Generally speaking, most climbing rose varieties are pretty tough and will make it through the winter just fine. Some specific types are even champions at handling freezing temperatures. However, for others, a little extra TLC goes a long way in ensuring they bounce back in the spring. Here’s what you need to keep in mind to keep your climbers happy during the cold months.
Prepping Your Roses for Winter
If you’re looking for the most rugged varieties, keep an eye out for the ADR seal (the German performance trial for roses) when shopping. It’s a great indicator of a plant’s resilience. But regardless of the variety, you can feel confident about overwintering your climbing roses with just a few simple steps.
How to keep your plants safe:
- Mound up some soil around the base of the plant.
- Use evergreen brush or fir branches for extra cover.
- Wrap young, tender tips in burlap if needed.
To get your roses ready for the big chill, you’ll want to stop fertilizing in late summer or early fall. Give them one last feeding with a potassium-rich fertilizer (like sulfate of potash) to strengthen the wood, then put the fertilizer away for the season. As the temperatures start to drop, “hill up” the base of the plant by mounding a little pile of soil around it. For younger plants, you can stick some fir branches into the ground around them for extra protection. If you have very fresh, tender growth at the tips, slipping a burlap bag over them can help prevent frostbite.
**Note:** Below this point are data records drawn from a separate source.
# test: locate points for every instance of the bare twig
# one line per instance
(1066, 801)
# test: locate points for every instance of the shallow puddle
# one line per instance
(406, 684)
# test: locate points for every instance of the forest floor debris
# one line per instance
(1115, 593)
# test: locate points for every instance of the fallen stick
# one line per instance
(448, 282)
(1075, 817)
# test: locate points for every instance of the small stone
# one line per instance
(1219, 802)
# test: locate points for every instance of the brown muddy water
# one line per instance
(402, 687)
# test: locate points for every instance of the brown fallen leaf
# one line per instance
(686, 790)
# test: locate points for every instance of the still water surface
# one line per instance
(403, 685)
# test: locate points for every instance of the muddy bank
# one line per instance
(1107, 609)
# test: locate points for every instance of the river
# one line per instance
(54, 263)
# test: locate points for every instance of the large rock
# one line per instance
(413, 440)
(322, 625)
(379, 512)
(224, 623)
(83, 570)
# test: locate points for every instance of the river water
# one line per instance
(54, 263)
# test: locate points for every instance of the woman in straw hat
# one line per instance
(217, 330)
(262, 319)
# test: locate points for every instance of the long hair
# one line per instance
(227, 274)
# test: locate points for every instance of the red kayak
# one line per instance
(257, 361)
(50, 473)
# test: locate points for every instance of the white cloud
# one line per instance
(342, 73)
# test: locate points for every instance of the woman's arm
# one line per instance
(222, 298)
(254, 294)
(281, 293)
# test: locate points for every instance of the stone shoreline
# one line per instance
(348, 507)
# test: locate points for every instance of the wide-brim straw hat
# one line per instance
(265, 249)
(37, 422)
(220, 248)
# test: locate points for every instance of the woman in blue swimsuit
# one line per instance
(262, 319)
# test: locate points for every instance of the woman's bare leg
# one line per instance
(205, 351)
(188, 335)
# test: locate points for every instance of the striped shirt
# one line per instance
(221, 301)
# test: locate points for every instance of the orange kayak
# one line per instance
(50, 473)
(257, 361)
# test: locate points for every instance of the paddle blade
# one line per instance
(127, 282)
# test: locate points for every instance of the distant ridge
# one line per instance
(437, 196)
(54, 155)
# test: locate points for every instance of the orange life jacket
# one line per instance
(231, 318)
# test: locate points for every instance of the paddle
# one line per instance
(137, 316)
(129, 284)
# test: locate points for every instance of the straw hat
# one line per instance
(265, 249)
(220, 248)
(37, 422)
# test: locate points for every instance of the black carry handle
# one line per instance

Maintenance Tips to Keep in Mind
Just like us, climbing roses have a natural rhythm. To keep them healthy, you want to work with their growth cycle, not against it. This means you should only fertilize your roses during the warmer months. You’ll also want to do your main pruning in the spring, with a possible light tidy-up in late summer.
Pruning at the right time is key to encouraging the plant’s natural growth spurts. It signals the rose to focus its energy on new shoots exactly when it should. Just be careful not to prune too late in the year; if you cut them back right before a freeze, the open “wounds” make the plant much more vulnerable to frost damage.